Jentezen Franklin: Silent
Jack Graham: Silent
Harry Jackson: Silent
Robert Jeffress: Links to this recent CBN video. (Begins at about 6:00 mark). He condemns racism and white supremacy and even acknowledges that Southern Baptists have been racist in the past. He also says that “racism” comes “in all colors” and praises POTUS for condemning all kinds of racism. He completely backs Trump’s statements on Saturday, Monday, and Tuesday, and blames any criticism of POTUS on liberals. “There is not a racist bone in his (POTUS) body. ”
David Jeremiah: Silent
Richard Land: Silent (To be fair, he has not tweeted since May)
James McDonald: Silent
Johnnie Moore: Will not resign from Advisory Council. He says that it is his job to “give advice” not “take advice.” I do find it interesting that the members of Trump’s Manufacturing Council (I don’t know how many of them of were Christians) saw this differently. They were also there to “give advice,” but when Trump made his remarks on Charlottesville at least eight of them resigned. Moore also calls for “reasoning together” quoting Isaiah 1:18. It is unclear who he wants to reason with.

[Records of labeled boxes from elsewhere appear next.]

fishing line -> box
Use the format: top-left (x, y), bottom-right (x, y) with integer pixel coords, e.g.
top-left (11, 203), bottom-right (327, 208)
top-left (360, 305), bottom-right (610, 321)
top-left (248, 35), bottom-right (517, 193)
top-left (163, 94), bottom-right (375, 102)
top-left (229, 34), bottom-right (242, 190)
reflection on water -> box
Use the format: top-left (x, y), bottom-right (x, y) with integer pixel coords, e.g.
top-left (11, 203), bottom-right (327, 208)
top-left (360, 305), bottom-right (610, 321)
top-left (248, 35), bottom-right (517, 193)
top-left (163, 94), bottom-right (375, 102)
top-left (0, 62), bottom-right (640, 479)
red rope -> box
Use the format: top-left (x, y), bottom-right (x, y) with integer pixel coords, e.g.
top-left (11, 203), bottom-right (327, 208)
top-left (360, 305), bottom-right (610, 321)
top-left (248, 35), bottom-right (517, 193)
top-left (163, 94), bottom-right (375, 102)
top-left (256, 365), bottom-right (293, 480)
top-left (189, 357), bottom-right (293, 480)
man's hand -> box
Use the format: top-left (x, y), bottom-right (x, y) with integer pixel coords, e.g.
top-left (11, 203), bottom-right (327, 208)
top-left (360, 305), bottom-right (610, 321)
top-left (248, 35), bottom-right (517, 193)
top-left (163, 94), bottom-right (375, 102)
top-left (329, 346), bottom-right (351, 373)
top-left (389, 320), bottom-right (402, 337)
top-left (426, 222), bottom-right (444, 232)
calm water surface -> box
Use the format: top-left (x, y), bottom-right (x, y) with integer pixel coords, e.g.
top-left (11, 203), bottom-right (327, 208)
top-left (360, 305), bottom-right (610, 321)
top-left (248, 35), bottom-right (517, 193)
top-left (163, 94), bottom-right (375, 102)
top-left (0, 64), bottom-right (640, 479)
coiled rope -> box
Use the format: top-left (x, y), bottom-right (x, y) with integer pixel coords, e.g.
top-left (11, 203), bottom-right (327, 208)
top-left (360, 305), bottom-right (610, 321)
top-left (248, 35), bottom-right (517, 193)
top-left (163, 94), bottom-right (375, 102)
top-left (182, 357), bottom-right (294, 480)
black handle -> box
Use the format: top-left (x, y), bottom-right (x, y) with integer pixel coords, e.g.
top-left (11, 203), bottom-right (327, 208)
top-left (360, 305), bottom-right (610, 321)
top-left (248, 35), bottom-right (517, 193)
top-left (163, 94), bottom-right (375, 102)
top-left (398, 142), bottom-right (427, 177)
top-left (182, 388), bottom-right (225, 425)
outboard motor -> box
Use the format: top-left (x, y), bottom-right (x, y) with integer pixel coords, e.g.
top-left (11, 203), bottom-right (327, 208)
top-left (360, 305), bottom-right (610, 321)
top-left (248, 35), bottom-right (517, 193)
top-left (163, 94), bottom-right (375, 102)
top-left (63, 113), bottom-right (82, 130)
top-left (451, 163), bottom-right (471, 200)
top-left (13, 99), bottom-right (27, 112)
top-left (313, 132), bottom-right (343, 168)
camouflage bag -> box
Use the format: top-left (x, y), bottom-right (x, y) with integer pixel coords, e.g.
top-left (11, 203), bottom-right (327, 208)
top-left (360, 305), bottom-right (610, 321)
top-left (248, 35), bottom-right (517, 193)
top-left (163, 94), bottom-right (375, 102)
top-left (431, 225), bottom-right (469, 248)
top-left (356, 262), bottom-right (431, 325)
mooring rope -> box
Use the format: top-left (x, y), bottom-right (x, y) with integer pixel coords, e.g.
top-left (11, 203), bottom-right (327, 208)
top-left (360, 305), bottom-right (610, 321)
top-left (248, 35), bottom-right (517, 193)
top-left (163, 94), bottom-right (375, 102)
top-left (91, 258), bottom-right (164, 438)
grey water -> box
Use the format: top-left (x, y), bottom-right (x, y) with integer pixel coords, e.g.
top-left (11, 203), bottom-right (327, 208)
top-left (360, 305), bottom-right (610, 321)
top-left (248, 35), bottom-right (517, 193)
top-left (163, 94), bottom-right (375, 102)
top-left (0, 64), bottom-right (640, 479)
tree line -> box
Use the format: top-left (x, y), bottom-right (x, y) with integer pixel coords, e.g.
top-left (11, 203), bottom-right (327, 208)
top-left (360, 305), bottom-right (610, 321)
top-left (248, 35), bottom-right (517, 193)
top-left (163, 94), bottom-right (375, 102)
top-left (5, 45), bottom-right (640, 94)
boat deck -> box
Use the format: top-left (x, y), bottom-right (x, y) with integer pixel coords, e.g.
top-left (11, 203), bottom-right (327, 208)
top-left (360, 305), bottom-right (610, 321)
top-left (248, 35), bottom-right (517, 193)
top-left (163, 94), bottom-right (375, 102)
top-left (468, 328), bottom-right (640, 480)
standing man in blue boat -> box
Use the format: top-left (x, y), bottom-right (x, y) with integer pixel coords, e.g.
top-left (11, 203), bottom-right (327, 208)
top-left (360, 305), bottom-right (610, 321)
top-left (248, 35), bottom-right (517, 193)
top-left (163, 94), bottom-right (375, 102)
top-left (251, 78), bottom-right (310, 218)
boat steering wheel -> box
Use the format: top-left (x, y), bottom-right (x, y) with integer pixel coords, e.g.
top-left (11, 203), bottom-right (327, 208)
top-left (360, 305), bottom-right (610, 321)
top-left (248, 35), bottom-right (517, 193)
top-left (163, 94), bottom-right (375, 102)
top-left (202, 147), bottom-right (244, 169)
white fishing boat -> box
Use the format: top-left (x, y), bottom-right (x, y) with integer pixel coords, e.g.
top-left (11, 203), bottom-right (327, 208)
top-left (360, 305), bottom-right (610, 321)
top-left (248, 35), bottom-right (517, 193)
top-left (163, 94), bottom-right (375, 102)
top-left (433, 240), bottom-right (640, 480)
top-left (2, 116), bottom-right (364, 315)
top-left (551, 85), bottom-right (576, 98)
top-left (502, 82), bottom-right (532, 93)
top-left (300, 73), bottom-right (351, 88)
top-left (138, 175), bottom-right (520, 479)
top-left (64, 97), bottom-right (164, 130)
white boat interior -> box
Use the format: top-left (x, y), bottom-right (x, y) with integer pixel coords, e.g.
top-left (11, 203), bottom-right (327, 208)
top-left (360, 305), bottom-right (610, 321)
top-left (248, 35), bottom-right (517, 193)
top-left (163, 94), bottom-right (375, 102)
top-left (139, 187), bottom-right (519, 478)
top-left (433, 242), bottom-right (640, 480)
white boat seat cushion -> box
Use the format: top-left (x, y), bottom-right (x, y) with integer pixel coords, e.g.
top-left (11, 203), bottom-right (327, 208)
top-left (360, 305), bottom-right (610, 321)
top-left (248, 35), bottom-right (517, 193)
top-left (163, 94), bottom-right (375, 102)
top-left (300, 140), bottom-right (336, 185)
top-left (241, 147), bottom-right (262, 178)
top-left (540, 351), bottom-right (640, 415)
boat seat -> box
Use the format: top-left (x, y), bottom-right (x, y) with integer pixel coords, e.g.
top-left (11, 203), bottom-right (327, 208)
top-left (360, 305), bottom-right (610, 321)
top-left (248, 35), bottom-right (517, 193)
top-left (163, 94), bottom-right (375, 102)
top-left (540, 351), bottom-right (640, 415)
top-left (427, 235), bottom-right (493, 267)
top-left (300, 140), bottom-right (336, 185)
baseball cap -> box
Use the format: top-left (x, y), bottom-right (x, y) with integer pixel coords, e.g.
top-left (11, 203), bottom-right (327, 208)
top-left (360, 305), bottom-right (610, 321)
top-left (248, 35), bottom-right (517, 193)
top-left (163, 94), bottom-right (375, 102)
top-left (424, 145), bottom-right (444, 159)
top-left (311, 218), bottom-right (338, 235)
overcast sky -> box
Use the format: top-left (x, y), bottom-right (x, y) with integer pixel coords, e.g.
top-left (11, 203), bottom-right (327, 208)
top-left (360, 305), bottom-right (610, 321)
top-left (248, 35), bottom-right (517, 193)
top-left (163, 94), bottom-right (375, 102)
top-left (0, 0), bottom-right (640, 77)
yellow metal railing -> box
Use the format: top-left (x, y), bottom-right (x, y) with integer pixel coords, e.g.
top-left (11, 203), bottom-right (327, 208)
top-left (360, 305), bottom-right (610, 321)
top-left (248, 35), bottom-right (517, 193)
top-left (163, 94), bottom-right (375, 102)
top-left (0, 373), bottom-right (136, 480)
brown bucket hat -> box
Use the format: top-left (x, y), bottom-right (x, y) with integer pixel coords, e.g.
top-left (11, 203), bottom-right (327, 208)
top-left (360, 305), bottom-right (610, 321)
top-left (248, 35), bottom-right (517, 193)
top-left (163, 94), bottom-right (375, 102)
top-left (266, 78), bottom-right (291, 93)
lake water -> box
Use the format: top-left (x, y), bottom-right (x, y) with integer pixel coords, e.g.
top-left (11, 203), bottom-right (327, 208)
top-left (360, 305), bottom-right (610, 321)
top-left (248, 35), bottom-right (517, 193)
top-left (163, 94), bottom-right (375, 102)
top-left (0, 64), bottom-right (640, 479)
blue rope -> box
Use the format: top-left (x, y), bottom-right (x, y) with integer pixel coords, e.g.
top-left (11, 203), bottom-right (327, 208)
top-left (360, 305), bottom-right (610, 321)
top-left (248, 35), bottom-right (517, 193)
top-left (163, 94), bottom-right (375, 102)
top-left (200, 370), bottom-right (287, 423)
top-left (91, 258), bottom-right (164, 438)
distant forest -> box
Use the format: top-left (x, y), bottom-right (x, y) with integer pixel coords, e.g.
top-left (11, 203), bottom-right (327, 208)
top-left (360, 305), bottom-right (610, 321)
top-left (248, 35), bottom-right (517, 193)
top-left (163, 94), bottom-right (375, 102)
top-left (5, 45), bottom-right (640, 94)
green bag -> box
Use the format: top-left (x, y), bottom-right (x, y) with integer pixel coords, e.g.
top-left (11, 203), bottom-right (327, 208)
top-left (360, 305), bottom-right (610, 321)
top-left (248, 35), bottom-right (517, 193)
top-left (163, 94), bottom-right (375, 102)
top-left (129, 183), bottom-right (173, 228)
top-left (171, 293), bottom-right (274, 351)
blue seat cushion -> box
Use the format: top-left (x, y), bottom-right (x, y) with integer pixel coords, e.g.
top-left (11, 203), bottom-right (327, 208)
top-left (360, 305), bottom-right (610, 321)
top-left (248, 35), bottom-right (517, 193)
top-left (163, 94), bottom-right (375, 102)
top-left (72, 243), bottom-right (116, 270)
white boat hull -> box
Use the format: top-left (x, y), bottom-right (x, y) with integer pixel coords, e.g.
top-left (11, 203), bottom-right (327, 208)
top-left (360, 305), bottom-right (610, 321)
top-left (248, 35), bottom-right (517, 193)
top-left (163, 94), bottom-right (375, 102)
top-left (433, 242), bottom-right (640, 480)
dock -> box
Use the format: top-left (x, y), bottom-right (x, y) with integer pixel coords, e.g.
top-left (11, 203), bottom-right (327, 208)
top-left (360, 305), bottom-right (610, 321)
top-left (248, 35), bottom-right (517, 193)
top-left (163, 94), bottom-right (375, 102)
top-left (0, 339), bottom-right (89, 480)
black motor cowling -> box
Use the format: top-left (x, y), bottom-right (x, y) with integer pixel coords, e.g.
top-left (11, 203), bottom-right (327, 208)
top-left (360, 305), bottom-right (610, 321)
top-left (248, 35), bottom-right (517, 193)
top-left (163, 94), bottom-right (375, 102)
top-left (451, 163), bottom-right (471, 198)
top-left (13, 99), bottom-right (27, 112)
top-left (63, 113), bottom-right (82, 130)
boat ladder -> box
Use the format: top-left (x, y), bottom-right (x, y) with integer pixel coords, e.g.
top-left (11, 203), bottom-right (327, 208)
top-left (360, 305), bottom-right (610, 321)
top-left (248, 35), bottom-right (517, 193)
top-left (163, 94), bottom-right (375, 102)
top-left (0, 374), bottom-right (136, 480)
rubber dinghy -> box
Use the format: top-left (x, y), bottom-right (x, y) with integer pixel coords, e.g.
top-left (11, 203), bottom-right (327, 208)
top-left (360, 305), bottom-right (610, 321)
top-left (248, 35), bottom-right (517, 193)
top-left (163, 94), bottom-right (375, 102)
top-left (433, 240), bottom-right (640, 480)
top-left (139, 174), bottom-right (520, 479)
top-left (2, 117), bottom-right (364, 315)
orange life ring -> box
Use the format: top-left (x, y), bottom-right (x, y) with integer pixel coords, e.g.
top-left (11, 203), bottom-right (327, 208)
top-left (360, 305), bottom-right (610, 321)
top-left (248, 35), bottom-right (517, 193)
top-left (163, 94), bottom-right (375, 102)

NO, I am not pulling out as an Evangelical advisor to the White House. It’s not our job to take advice but to give it.I will keep giving it.
— Johnnie Moore ن (@JohnnieM) August 16, 2017
Dear America: “Come now & let us reason together.” (Isa. 1:18)
— Johnnie Moore ن (@JohnnieM) August 16, 2017
Robert Morris: Silent. Although he did tweet this:
— Robert Morris (@PsRobertMorris) August 16, 2017
Tom Mullins: Silent
Ralph Reed: Silent
Tony Suarez: Silent
Paula White-Cain: Silent. But this tweet is interesting.
Thoughts become Words…Actions…Habits…Character…Destiny. You are becoming who you imagine yourself to be.
— Paula White-Cain (@Paula_White) August 16, 2017
Sealy Yates: Can’t seem to findTwitter account
OTHER COURT EVANGELICALS:
Franklin Graham: Silent
Eric Metaxas: No idea. I’m blocked
Greg Lurie: Silent
Tony Perkins: Silent (Perkins is President of the Family Research Council. Are Trump’s remarks not a family issue? I know my kids are asking about it).